Jose Alberto Abundiz appeals pro se from the district court’s order denying
his motion for compassionate release under 18 U.S.C. § 3582(c)(1)(A) and his
motion for appointment of counsel. We have jurisdiction under 28 U.S.C. § 1291,
and we affirm.
* This disposition is not appropriate for publication and is not precedent except as provided by Ninth Circuit Rule 36-3. ** The panel unanimously concludes this case is suitable for decision without oral argument. See Fed. R. App. P. 34(a)(2). As an initial matter, the government contends that venue was improper in the
district court. We disagree. In light of Abundiz’s pro se status and the arguments
raised in his motion, the court permissibly construed his motion as a request for
compassionate release under 18 U.S.C. § 3582(c)(1)(A). Accordingly, his motion
was properly filed in the Eastern District of Washington, where he was sentenced.
We also conclude that the court did not err by denying Abundiz’s motion to
appoint counsel.
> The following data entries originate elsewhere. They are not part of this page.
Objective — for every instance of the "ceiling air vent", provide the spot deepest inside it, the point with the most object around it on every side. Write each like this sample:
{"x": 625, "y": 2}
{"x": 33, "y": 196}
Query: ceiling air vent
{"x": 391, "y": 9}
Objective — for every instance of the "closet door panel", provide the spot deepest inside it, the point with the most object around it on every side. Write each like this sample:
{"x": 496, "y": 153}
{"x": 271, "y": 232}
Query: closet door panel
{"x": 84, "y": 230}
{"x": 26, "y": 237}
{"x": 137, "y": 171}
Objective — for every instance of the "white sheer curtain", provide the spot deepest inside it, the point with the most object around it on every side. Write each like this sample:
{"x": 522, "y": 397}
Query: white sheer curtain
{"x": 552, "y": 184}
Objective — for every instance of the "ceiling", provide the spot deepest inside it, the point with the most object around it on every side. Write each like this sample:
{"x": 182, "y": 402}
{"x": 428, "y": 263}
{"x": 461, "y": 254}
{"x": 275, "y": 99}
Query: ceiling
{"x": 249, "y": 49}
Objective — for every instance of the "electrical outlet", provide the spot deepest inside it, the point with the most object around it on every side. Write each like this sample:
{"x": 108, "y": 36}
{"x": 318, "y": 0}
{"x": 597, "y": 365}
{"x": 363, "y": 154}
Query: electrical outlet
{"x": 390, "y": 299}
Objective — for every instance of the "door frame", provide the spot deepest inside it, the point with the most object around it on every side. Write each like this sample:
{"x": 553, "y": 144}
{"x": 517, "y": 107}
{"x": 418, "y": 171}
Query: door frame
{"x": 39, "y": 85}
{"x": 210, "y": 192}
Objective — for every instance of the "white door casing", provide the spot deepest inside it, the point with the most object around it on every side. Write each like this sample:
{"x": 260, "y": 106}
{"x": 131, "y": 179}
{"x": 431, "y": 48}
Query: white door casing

Abundiz does not have a Sixth Amendment right to counsel on a
§ 3582(c) motion, see United States v. Townsend, 98 F.3d 510, 512-13 (9th Cir.
1996), and the district court reasonably denied appointment given the nature and
brevity of Abundiz’s request.
Turning to the merits of his motion, Abundiz contends that the district court
erred by treating U.S.S.G. § 1B1.13 as an applicable policy statement and abused
its discretion in concluding that the 18 U.S.C. § 3553(a) factors did not support
relief. We need not reach the § 1B1.13 question because the court did not abuse its
discretion in denying Abundiz’s motion under § 3553(a), which provides an
independent basis to affirm. See United States v. Keller, 2 F.4th 1278, 1284 (9th
Cir. 2021). The record reflects that the court considered Abundiz’s medical
condition and arguments for release, but reasonably concluded that the § 3553(a)
factors, including Abundiz’s history and characteristics and the need for
deterrence, did not warrant compassionate release.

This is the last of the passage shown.